Other benefits that you can acquire from outsourcing is rising to your market’s current demands and turning an unproductive department into a profitable one.

Dangers of Short-Term Outsourcing

However, there are many other things to consider when you outsource tasks to a service provider such as thinking beyond the immediate solutions, which the arrangement can provide.

First of all, transferring business-related operations from one outsourcing provider to another is a complicated process. There will be disruptions to your daily activities that may cost your company more time and money than you’re willing to let go.

As social consultancy expert, Phil Bishop, wrote, withdrawing from a short-term outsourcing partnership will require you to “gather, distill, and analyze operational, volumetric, legal, HR, and commercial data” crucial to your business.

Essentially, that’s a lot of work to take on and you need to do it quickly—only for a particular period. It’s a struggle for several companies, and after trying to manage the transfer unsuccessfully, some end up signing another short-term deal with an incompetent team that offers substandard quality in outsourcing services at lowered costs. This decision will cause your business to suffer losses that may scale down to your investors, clients, and suppliers altogether.

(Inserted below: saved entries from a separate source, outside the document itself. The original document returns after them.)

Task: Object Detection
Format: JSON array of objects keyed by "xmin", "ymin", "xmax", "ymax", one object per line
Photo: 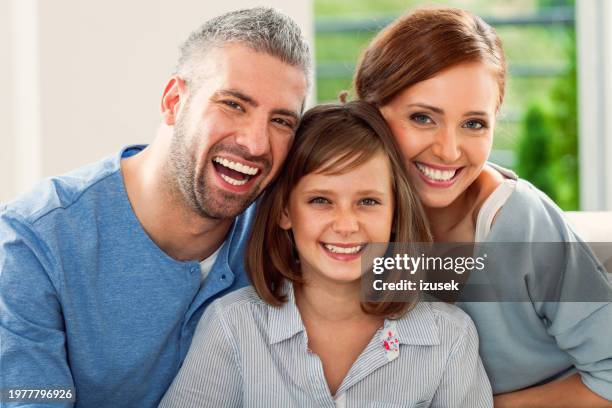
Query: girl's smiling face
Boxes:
[
  {"xmin": 279, "ymin": 150, "xmax": 394, "ymax": 284},
  {"xmin": 380, "ymin": 62, "xmax": 499, "ymax": 210}
]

Why Long-Term Outsourcing?

The negotiations and preparations involved in short-term outsourcing are just as tedious with a long-term agreement.

There are benefits to outsourcing that you can’t draw from outsourcing companies you have short arrangements with, such as regular upgrading of used technology and consistently updating of the standards in security in service.

Outsourcing providers may agree to provisions beyond the usual list of services they provide if you fall under their lower value RFPs. The deal won’t be able to provide their business enough time and funds to create and develop customized solutions to fit your needs.

On the other hand, long-term outsourcing arrangements will give your provider more opportunities to learn more about your brand and provide you a service that is specifically tailored for your business.

This puts your provider on the same page with you in terms of your vision and strategies for the company—ultimately enabling you to work together and come up with collaborative solutions and strategies for your business.

You get more than just quality service, as your working relationship can potentially grow into a more stable and reliable partnership where both parties can profit.

So, while short-term outsourcing is available and may provide you quick fixes and immediate resolutions, you have to see outsourcing as a business partnership that can last beyond a decade. Quick fixes, after all, are incapable of producing long-term rewards.